Understanding Employee Attrition: Data-Driven Insights

This analysis focuses on employee attrition using data from the IBM HR Analytics Employee Attrition & Performance. It explores possible reasons why employees leave their jobs and the process used to identify these insights. The examples provided illustrate key factors influencing attrition, but in a real-world setting, a more comprehensive analysis would be necessary.

1 Peronal Factors

1.1 The Role of Age in Employee Attrition: Trends and Insights

What is the distribution of age?

To start my analysis I decided to look if there is a certain age group that seem to be leaving the organization more than others.
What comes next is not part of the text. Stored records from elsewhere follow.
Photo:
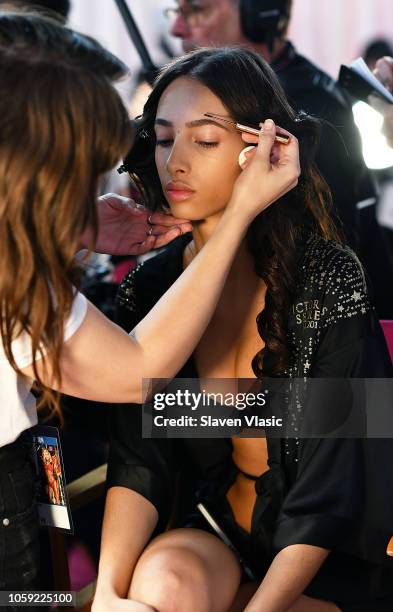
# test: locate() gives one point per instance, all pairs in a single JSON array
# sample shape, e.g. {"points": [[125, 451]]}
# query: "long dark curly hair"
{"points": [[251, 92]]}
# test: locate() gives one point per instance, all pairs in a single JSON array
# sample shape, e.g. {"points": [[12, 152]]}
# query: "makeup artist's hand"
{"points": [[384, 73], [272, 170], [127, 228]]}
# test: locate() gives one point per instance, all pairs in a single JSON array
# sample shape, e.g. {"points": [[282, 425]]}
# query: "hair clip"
{"points": [[282, 138]]}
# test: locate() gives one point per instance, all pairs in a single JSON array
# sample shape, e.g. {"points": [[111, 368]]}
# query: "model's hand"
{"points": [[272, 170], [127, 228], [384, 73]]}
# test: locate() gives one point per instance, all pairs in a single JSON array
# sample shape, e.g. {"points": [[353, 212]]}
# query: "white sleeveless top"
{"points": [[17, 404]]}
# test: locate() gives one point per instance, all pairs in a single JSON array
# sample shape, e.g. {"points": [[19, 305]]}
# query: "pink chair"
{"points": [[387, 327]]}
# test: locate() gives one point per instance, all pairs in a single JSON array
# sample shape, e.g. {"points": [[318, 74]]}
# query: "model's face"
{"points": [[202, 23], [196, 157]]}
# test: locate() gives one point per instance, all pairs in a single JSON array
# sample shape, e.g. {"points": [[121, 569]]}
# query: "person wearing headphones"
{"points": [[262, 26], [63, 125]]}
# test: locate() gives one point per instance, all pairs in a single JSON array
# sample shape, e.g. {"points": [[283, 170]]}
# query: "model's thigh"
{"points": [[186, 570]]}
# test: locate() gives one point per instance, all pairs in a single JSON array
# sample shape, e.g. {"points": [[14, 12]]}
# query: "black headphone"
{"points": [[261, 20]]}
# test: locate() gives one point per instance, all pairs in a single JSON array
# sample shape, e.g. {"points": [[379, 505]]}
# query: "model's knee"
{"points": [[172, 581]]}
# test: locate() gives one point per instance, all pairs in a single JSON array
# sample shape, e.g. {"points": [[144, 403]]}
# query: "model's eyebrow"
{"points": [[195, 123]]}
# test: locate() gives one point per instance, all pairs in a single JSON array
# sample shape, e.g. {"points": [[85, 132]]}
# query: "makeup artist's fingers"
{"points": [[384, 71]]}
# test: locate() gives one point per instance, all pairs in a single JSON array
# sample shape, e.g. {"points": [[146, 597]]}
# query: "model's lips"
{"points": [[178, 191]]}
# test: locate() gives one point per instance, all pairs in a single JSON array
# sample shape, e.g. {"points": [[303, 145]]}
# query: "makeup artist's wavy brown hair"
{"points": [[251, 92], [62, 125]]}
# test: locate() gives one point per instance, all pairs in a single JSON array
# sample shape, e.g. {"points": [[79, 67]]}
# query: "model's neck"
{"points": [[270, 56]]}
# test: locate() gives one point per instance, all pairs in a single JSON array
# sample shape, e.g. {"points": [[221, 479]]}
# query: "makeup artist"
{"points": [[262, 26]]}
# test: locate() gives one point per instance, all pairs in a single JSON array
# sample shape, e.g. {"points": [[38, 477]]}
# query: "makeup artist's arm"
{"points": [[291, 571], [124, 226], [100, 362], [384, 73]]}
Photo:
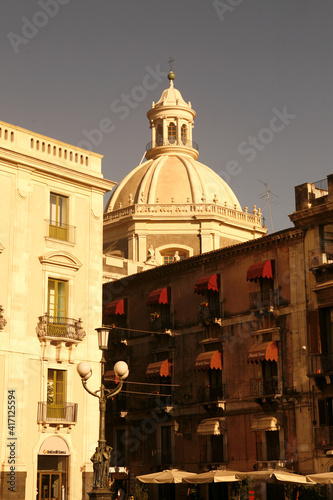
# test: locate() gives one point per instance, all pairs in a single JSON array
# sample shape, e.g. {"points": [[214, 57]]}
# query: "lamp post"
{"points": [[102, 456]]}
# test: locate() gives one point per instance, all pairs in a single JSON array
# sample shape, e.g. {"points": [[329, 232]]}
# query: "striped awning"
{"points": [[269, 422], [207, 283], [160, 296], [263, 269], [160, 368], [212, 426], [110, 376], [209, 360], [266, 350], [115, 307]]}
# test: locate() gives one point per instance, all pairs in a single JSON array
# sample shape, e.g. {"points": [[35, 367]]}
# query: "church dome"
{"points": [[173, 178], [172, 173]]}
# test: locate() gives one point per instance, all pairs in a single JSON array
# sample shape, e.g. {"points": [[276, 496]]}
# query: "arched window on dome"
{"points": [[159, 136], [172, 133], [183, 132]]}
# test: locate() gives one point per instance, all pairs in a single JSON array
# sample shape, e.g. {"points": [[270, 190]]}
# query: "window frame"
{"points": [[172, 133], [58, 226]]}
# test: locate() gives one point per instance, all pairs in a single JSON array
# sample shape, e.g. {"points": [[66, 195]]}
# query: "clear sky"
{"points": [[259, 74]]}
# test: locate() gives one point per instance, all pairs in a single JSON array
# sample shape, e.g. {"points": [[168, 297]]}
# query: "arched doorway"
{"points": [[52, 475]]}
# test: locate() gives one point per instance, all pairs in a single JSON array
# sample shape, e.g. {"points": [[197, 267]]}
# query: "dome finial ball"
{"points": [[171, 75]]}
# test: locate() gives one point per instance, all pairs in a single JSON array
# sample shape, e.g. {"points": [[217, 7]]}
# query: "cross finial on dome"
{"points": [[171, 75]]}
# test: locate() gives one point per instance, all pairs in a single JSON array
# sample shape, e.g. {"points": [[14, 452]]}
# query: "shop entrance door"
{"points": [[51, 486]]}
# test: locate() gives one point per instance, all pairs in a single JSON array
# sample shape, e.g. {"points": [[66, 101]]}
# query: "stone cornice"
{"points": [[31, 164], [197, 211], [198, 261], [311, 216]]}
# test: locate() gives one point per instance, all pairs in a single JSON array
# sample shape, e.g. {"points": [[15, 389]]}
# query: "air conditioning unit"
{"points": [[317, 259]]}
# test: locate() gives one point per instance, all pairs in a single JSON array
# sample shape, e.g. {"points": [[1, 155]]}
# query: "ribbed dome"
{"points": [[174, 179]]}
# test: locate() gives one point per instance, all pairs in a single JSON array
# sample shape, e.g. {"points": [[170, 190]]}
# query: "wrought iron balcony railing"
{"points": [[260, 387], [266, 300], [208, 311], [160, 322], [185, 143], [57, 327], [324, 437], [61, 231], [207, 394], [320, 364], [65, 413]]}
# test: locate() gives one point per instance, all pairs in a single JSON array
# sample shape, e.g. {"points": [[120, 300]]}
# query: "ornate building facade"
{"points": [[230, 356], [51, 201]]}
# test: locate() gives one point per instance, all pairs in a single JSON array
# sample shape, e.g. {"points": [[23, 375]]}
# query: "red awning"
{"points": [[206, 283], [159, 296], [110, 376], [160, 368], [209, 360], [115, 307], [266, 350], [264, 269]]}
First I had to look at the age distarbution to determine the size and range of my bins.

The following graph visualize the age distribution to identify natural groupings for analysis.

Then I added a column that divided the ages into the groups I wanted. In addition, the Attrition column given as 0 (retained) and 1 (quit), therefore I re-coded the data to a factor, which will help me in the analysis moving forward.

The following two graphs looks at age group and quit status. The graph to the left point out that more employees who belong to age group 26-35 quit. However, the biggest age group in the data is employees between the age of 26-35 so it is not a surprise that it will be more people quitting there than other age groups. Therefore, it is important to look at the age group percentage. The graph to the right point out another age group that we should pay attention to, employees between 18-25. We can see that with age the quit rate decrease and than increase again when people are passing 56 year of age. Although there are differences in age, this analysis in not enough to determine age is the reason for quitting. Next I am going to test other possibilities that might contribute to employee attrition.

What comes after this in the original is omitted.